Der Schwerpunkt der deutschen Automobilindustrie liegt in der Herstellung von Personenkraftwagen, auf die 2011 stückzahlbezogen über 90% der Produktion entfielen. Insgesamt wurden in Deutschland 2011 mehr als 5,87 Mio. Pkw (+ 5,8 % gegenüber 2010) und über 439.185 Nutzfahrzeuge (+ 24,2%) hergestellt.

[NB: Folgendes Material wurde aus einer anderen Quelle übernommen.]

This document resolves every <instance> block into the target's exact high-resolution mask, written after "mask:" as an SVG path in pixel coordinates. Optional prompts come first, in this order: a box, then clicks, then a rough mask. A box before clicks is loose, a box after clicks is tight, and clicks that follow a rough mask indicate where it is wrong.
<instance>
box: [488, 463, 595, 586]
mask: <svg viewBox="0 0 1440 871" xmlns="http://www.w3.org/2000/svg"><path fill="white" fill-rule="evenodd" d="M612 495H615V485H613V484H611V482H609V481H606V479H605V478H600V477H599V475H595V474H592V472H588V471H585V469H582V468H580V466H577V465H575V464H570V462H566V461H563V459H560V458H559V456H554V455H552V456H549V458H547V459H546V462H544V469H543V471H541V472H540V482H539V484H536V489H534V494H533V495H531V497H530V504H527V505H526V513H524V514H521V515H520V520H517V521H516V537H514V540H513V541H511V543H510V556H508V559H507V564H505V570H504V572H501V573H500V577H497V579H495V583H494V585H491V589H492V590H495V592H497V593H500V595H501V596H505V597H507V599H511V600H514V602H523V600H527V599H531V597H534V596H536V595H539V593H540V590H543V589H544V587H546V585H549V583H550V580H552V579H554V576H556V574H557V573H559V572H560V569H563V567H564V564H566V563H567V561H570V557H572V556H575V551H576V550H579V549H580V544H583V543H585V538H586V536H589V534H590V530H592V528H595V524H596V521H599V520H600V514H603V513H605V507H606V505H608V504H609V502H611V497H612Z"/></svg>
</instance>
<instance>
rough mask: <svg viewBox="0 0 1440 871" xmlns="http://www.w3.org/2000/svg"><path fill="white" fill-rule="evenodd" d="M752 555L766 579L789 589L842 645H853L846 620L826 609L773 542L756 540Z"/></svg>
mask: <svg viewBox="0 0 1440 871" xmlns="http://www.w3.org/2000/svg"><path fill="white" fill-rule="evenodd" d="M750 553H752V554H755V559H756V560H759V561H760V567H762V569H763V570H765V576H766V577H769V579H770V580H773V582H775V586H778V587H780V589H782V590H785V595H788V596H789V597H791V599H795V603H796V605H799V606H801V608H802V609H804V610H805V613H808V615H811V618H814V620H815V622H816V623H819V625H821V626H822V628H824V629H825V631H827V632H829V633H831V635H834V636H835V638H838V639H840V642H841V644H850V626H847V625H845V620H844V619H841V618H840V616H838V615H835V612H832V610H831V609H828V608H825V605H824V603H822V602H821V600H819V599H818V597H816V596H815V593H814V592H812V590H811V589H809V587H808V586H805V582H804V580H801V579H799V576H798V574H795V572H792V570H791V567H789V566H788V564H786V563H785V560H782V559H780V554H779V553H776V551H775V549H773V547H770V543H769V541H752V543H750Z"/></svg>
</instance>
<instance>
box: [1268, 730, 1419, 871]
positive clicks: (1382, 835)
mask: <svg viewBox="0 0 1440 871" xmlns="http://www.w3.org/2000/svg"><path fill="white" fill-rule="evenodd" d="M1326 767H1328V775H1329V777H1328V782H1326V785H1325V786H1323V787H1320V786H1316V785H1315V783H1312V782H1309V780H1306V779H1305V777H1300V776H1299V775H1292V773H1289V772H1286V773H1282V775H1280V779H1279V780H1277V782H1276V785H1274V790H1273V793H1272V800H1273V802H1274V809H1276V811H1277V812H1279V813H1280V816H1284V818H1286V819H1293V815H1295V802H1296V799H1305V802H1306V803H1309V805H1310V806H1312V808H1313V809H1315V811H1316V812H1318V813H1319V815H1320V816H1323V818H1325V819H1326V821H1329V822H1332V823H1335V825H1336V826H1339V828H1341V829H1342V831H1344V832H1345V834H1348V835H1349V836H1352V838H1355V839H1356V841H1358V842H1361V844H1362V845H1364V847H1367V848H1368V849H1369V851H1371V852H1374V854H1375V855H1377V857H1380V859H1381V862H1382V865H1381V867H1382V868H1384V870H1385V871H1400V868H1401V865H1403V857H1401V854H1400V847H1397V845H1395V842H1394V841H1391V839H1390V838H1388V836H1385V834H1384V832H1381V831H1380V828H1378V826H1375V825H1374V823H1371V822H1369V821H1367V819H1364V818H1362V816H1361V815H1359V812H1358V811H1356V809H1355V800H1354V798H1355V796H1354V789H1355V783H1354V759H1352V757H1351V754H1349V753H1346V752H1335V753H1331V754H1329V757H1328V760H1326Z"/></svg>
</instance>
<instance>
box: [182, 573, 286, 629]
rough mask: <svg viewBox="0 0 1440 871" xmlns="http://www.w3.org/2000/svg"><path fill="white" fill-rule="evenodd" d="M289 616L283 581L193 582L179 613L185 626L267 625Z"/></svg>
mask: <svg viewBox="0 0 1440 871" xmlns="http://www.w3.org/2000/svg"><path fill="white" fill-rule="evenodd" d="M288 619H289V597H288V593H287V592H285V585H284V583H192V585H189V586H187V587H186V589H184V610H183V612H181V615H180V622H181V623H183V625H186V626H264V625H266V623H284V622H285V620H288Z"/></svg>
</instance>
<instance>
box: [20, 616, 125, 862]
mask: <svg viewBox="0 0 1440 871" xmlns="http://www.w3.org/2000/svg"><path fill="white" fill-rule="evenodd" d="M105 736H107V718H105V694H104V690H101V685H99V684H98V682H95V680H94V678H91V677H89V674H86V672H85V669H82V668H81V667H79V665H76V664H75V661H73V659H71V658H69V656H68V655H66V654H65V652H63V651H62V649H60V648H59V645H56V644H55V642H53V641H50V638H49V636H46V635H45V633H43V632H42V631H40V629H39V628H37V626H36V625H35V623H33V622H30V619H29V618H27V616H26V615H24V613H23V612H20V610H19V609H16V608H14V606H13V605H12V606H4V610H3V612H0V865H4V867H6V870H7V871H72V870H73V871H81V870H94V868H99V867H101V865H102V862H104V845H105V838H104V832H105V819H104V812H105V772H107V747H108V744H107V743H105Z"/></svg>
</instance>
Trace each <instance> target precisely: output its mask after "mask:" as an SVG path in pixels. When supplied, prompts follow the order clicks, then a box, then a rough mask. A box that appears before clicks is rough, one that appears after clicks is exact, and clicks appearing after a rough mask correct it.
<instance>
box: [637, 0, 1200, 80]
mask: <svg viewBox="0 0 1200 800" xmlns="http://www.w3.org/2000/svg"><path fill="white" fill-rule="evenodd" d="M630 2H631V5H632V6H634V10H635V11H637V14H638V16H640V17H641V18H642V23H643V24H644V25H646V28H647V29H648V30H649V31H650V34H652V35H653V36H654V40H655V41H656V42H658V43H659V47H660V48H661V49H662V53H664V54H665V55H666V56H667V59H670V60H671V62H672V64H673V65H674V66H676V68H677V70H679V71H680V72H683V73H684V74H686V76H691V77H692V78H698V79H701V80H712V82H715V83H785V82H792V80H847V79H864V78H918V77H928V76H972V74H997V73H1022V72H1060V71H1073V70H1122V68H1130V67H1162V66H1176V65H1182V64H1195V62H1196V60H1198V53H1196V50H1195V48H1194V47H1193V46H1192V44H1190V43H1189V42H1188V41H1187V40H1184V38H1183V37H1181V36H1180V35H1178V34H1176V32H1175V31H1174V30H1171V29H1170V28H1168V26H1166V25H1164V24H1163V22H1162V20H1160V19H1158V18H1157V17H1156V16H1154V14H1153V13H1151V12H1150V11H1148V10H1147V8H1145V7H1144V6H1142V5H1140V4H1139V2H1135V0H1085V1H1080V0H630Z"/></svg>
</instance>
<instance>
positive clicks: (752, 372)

Ein zunehmender Anteil der Fahrzeugfertigung erfordert den Zukauf von Teilen, Komponenten oder Rohstoffen, so dass auch Branchen, die vordergründig wenig mit dem Auto zu tun haben, an der Herstellung beteiligt sind - und davon profitieren. Dazu gehören Investitionsgüter, Material- und Teilelieferungen u.a. aus der chemischen Industrie, der Textilindustrie, dem Maschinenbau, der elektrotechnischen Industrie, aus Ziehereien und Kaltwalzwerken sowie der Stahlindustrie. Außerdem sind Ingenieurbüros, Autohändler, Werkstätten und Tankstellen, aber auch weitere Dienstleistungen rund um das Auto direkt oder indirekt von der Automobilkonjunktur abhängig.